Time: 36 minutes (30 minutes prep time, 6 minutes cook time)
This soup uses a lot of vegan versions of ingredients, like vegan chicken and
a bouillon cube. Some good brands include Beyond Meat, Better Than
Bouillon, Edward & Sons, and Orrington Farms. You add the chicken and
rice after pureeing the broccoli-and-cauliflower soup, so there’s some texture.
2 boxes of mushroom broth
2 bunches’ worth of broccoli florets
1 head’s worth of cauliflower florets
1 medium-sized, diced Yukon Gold potato
2 cups cooked brown rice
1 package of vegan chicken strips
1 vegan, chicken-flavored bouillon cube
1 cup water
1 cup unsweetened almond milk
3 minced garlic cloves
1 diced white onion
2 tablespoons tamari
1 tablespoon veggie oil
Dash of salt
Dash of black pepper
1. Heat the oil in your pressure cooker on the “sauté” setting.
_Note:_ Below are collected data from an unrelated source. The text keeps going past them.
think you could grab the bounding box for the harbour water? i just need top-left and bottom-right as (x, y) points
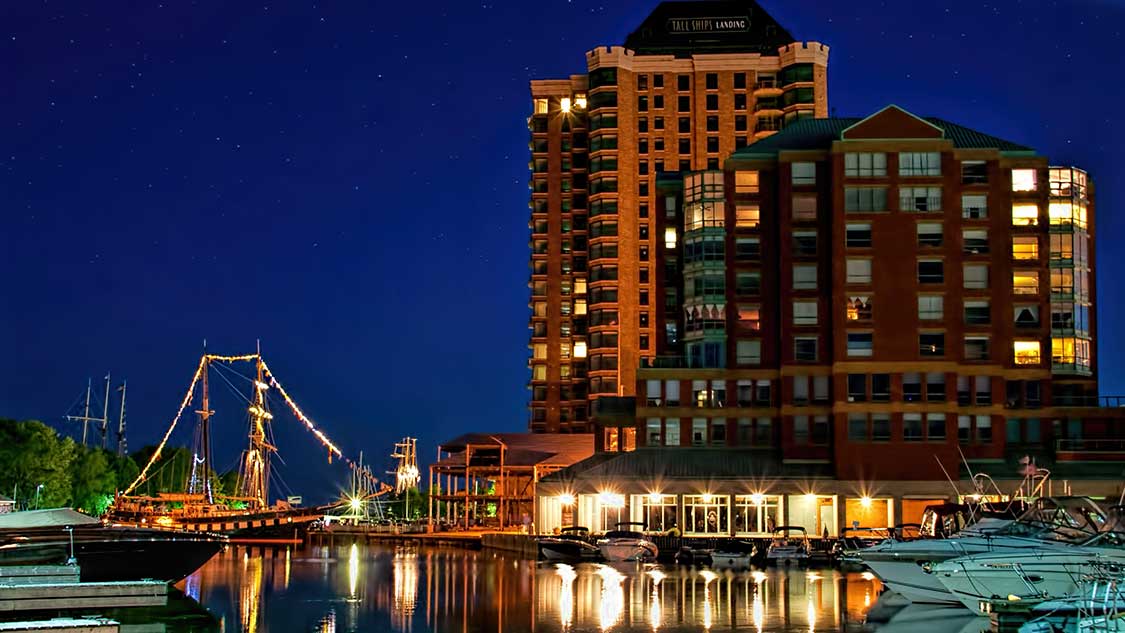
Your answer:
(163, 542), (989, 633)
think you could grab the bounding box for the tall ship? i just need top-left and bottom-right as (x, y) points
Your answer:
(105, 347), (383, 540)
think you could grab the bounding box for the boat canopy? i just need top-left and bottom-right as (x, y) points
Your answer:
(0, 508), (101, 529)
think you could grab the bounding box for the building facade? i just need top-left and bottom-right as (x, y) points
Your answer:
(535, 105), (1122, 537)
(528, 1), (829, 432)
2. Toss in the onion and cook until soft.
3. Add garlic and cook for another minute or so.
4. Hit “cancel” and add the broccoli, cauliflower, and potato.
5. Season with the tamari, salt, pepper, and bouillon cube.
6. Pour in the liquids (water, milk, and broth) and stir.
7. Close and seal the lid.
8. Select “manual,” and adjust time to 6 minutes on high pressure.
9. After hitting “cancel” when time is up, quick-release the pressure.
10. Puree when the soup has cooled a little.
11. Before serving, add the vegan chicken strips and cooked rice.